Across Central America, the consolidation of power is increasingly expressed through the restriction of civic space, the targeting of dissent, and the militarization of public life. What is a regional pattern in which governments deploy both institutional mechanisms and symbolic gestures to discipline opposition and reframe legitimacy. This week’s package traces how repression operates across multiple terrains: environmental defense, political participation, and public discourse.

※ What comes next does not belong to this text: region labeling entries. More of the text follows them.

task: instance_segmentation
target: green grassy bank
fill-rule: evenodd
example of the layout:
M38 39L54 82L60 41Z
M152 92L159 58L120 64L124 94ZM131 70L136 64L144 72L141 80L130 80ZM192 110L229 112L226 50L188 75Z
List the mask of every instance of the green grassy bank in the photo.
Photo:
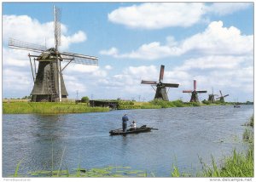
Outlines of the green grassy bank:
M171 107L193 107L193 106L204 106L204 105L232 105L232 103L221 103L215 102L210 103L208 101L199 102L183 102L180 100L174 101L165 101L162 100L154 100L149 102L137 102L137 101L119 101L119 110L132 110L132 109L160 109Z
M109 111L107 107L90 107L86 104L58 102L9 102L3 103L3 114L63 114Z

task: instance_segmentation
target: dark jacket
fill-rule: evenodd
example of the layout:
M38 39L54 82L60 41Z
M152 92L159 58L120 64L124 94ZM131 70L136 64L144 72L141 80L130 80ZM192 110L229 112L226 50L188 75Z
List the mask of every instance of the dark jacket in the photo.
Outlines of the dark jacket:
M123 121L123 122L128 122L128 121L129 121L128 117L127 117L126 115L125 115L125 116L122 117L122 121Z

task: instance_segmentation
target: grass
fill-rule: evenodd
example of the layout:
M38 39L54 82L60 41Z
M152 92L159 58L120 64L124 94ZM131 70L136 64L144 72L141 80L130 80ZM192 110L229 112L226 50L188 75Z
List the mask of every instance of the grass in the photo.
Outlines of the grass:
M170 107L193 107L203 105L227 105L227 103L199 103L199 102L183 102L180 100L173 101L165 101L162 100L154 100L149 102L137 101L119 101L119 110L132 110L132 109L161 109Z
M90 107L86 104L58 102L3 103L3 114L62 114L109 111L108 107Z
M249 119L249 124L246 126L253 127L253 116ZM225 156L224 162L218 167L213 156L212 156L212 166L206 165L201 159L202 172L197 174L197 177L251 177L254 176L254 145L253 145L253 130L246 128L242 138L249 145L246 152L238 152L233 150L232 155ZM173 165L172 172L172 177L181 177L179 169Z

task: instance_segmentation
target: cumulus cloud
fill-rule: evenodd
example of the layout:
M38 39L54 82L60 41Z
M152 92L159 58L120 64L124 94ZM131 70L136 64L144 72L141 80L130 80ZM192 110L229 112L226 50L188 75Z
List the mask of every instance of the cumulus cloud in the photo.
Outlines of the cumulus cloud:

At the frontlines of this dynamic are women land defenders, whose struggle to protect territory and natural resources has made them targets of sustained violence. More than 11,000 attacks over the past decade reveal not only the scale of the threat, but also the structural conditions that enable it—where extractive interests, weak rule of law, and patriarchal norms converge. Defending land in Central America is not only an ecological fight; it is a political act that challenges entrenched systems of power.

This architecture of control is also evident in the tightening grip of authoritarian governments. In Nicaragua, the forced disappearance of Indigenous rangers following their imprisonment in 2023 underscores the opacity and impunity with which the state operates. In El Salvador, documented cases of political persecution point to an expanding definition of “dissent,” where critics, activists, and ordinary citizens are increasingly subject to surveillance and punitive measures. These cases illustrate how repression is formalized through legal and extralegal means alike.

At the regional level, these tendencies are both reflected and reinforced through political spectacle. The recent Shield of the Americas meeting—marked by the presence of twelve presidents but dominated by a single voice—exposes how symbolic violence functions alongside material repression. Meanwhile, the diversion of public funds to monitor and persecute opponents reveals the extent to which state resources are being reoriented toward maintaining control. Taken together, these stories map a region where resistance persists, but at an ever-rising cost.